X_train, X_test, y_train, y_test = X[:60000], X[60000:], y[:60000], y[60000:]

# 무작위로 섞어버린다.
import numpy as np

shuffle_index = np.random.permutation(60000)
X_train, y_train = X_train[shuffle_index], y_train[shuffle_index]

# y값이 5인 것들만
y_train_5 = (y_train == 5)

# y값이 5인 것들만 (true, false)로
y_test_5 = (y_test == 5)

경사하강법, SGDClassifier를 사용해 보겠습니다.

경사하강법

경사하강법은, 초기값(Initial Weight)부터 경사를 따라 내려가서 최저값을 찾는 방법입니다.

초기값에서 서서히 내려가다보면, 손실이 최소화되는 부분을 찾는 방법입니다. 여기를 참조하시면 잘 설명되어있습니다.

# 경사하강법을 활용하여 손실점이 가장 적은 기울기를 찾아보겠습니다.
from sklearn.linear_model import SGDClassifier

sgd_clf = SGDClassifier(random_state=42)
sgd_clf.fit(X_train, y_train_5)

정확도를 구해보겠습니다.

# 정확도를 구해보자.
from sklearn.model_selection import cross_val_score
cross_val_score(sgd_clf, X_train, y_train_5, cv=3, scoring="accuracy")

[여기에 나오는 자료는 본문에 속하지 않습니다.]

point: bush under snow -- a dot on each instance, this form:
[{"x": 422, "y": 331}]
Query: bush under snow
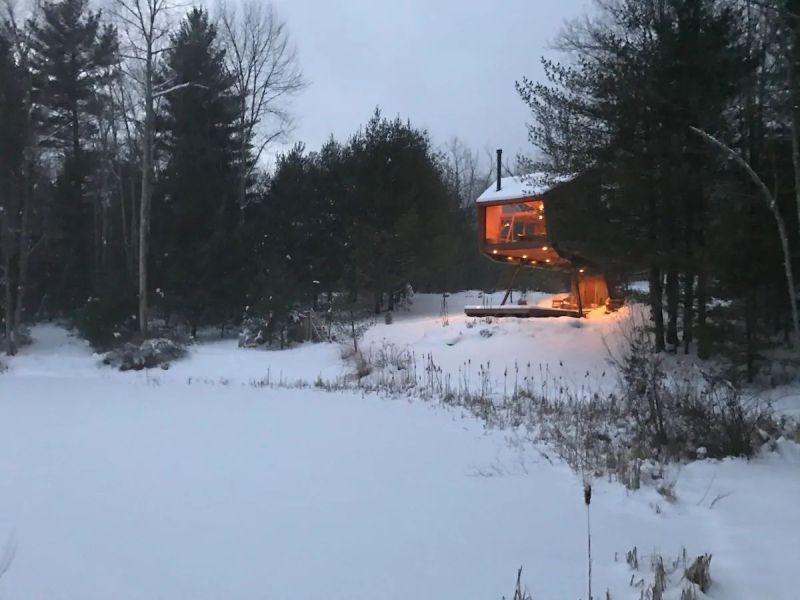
[{"x": 158, "y": 352}]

array([0.9661 , 0.95445, 0.96365])

정확도가 무려 96%에 육박하고 있네요. 정말 대단합니다. 근데 과연 이게 정확하게 측정한걸까?

# 흠터레스팅.. 과연 근데 이게 맞는 정확도일까?
# 무조건 5가 아니라고 하는 Classifier를 만들어서 한번 예측을 하게 해보자.
from sklearn.base import BaseEstimator

class Never5Classifier(BaseEstimator):
    def fit(self, Y, y=None):
        pass
    def predict(self, X):
        # X 만큼 데이터가 들어오면 모두 false로 예측을 한다.
        return np.zeros((len(X), 1), dtype=bool)

never_5_clf = Never5Classifier()
cross_val_score(never_5_clf, X_train, y_train_5, cv=3, scoring="accuracy")

array([0.90725, 0.90865, 0.91305])

그렇다. 숫자가 10개니까, 대충 90%가 결과가 나온 것이다.

3. Confusion Matrix

TN (True Negative): 실제 값이 false인데 예측을 false로 했다. (오류)
FP (False Positive): 실제 값이 false인데 예측을 true로 했다. (정답)
FN (False Negative): 실제 값이 true인데 예측을 false로 했다. (오류)
TP (True Positive): 실제 값이 true인데 예측을 true로 했다. (정답)

from sklearn.model_selection import cross_val_predict
from sklearn.metrics import confusion_matrix

y_train_pred = cross_val_predict(sgd_clf, X_train, y_train_5, cv=3)
confusion_matrix(y_train_5, y_train_pred)

array([[53884,   695],
       [ 1621,  3800]])

이 Confusion Matrix를 평가하는 방법은 여러가지가 있다.

1) Precision (정밀도)

$precision = \frac{TP}{TP+FP}$

실제 이게 맞다라고 예측했을때, 정말로 정답일 확률이다.

2) Recall (재현율)

$recall = \frac{TP}{TP+FN}$

실제로 이게 정답일때, 이것을 정답으로 잘 맞출 수 있는 확률이다.

from sklearn.metrics import precision_score, recall_score, f1_score
precision_score(y_train_5, y_train_pred)
recall_score(y_train_5, y_train_pred)

0.8453837597330367, 0.7664380798709157

즉, 정확히 5라고 예측할 확률은 84%, 실제로 5를 5라고 판단할 확률은 76%가 되는 것이다. ㅠ.ㅠ

3) F1 Score

정밀도와 재현도를 바탕으로 각각의 가중치를 두어서 평균을 구하는 방식이다.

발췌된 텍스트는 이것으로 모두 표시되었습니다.